他人の財産に対する費用の支出とその償還請求に関する次のア)−オ)の記述のうち、民法の規定および判例に照らし、妥当でないものの組合せはどれか。

ア) A・B間の家屋売買契約が解除されても、買主Aは解除前に支出した共益費の償還を受けるまで家屋を留置することができるが、Aは、留置中にこれを使用することにより、法律上の原因なく利得することとなるから、その利得を不当利得として返還する義務がある。

イ) Aは、Bに対して自己が所有する士地を売り渡したが、この売買契約と同時に買戻しの特約をしていた場合において、Aが買戻権を行使したときは、この売買契約成立後Aが買戻権を行使するまでにBがその土地につき必要費を支出していたとしても、Bは、Aに対してこの費用の償還請求をすることができない。

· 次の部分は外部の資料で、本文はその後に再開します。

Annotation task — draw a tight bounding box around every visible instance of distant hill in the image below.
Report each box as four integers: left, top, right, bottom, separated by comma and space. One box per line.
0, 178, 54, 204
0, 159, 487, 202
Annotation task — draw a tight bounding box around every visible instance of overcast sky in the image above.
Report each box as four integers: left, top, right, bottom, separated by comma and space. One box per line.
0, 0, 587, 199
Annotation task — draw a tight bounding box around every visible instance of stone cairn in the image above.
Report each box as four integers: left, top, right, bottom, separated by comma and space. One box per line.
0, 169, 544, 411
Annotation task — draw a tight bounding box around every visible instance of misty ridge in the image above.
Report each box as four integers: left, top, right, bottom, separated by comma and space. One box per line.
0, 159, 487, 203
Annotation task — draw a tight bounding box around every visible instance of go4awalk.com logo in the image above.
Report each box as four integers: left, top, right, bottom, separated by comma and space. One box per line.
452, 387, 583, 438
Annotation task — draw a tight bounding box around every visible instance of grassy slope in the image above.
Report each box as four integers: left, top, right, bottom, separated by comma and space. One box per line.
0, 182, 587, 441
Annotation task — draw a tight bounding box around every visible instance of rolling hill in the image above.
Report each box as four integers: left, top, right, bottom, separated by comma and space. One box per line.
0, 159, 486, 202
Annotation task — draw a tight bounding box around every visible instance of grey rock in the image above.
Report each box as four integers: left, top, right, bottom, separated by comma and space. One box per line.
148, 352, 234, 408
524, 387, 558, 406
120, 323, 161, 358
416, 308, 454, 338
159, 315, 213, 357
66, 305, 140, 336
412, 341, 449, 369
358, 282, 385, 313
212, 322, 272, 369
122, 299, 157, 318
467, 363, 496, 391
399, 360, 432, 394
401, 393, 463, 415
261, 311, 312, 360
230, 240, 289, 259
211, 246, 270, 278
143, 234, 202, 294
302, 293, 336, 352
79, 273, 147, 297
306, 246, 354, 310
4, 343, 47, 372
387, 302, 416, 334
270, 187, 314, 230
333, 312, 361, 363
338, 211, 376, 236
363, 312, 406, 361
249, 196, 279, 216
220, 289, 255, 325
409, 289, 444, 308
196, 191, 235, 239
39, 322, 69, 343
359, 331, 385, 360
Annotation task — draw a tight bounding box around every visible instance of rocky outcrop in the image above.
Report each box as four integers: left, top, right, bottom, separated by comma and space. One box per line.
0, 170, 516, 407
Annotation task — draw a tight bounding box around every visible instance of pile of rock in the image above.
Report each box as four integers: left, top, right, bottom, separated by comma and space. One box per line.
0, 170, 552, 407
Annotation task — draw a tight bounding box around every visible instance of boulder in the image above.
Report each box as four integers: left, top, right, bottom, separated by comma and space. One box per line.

ウ) Aは、Bから建物を賃借して居住し、その間に同建物につき有益費を支出したが、その後に、B・C間で賃貸人たる地位の移転が生じた場合に、Aは、原則としてBに対しては有益費の償還を請求することができない。

エ) Aは、Bに対して自己が所有する建物を賃貸していたが、Bが有益費を支出して同建物に増築部分を付加して同建物と一体とした場合において、後にその増築部分が隣家の火災により類焼して失われたときにも、Bは、Aに対して増築部分につき有益費の償還請求をすることができる。

オ) Aは、Bと寄託契約に基づき受寄物を保管していたが、保管事務を処理するのに必要と認められる費用を支出したときは、Bに対し、その費用および支出の日以後におけるその利息の償還を請求することができる。

1) ア)、ウ)
2) ア)、エ)
3) イ)、エ)
4) イ)、オ)
5) ウ)、オ)

■解説

【難易度】難しい。有益費といった費用償還請求についての判例問題である。過去出題されていない判例が多く取り上げられているので、難しい問題であったと思う。

ア) 正しい。債務者が給付された物を利用した場合、その使用による利益は不当利得として返還する義務が有る(大判昭和11年5月11日)。545条3項参照。古い文献で申し訳ないが、松坂佐一『民法提要債権各論』第3版(1980年、有斐閣)66頁。

イ) 誤り。買主が不動産に付き必要費、有益費を支出していた場合、買戻権者は、196条に従いこれらを償還する義務を負う(583条2項)。前掲松坂108−109頁。

ウ) 正しい。新賃貸人が有益費の償還義務者となり、旧賃貸人に償還請求はできない、とするのが判例(最判昭和46年2月19日)である。前掲松坂132頁。

エ) 誤り。有益費の支出により、生じた価格の増加が現存している場合に有益費償還請求は認められるので、この場合増築部分の有益費償還請求は消滅する、とするのが判例である(最判昭和48年7月17日)。前掲松坂132頁。

オ) 正しい。665条、650条1項。

よって正解は3)になろう。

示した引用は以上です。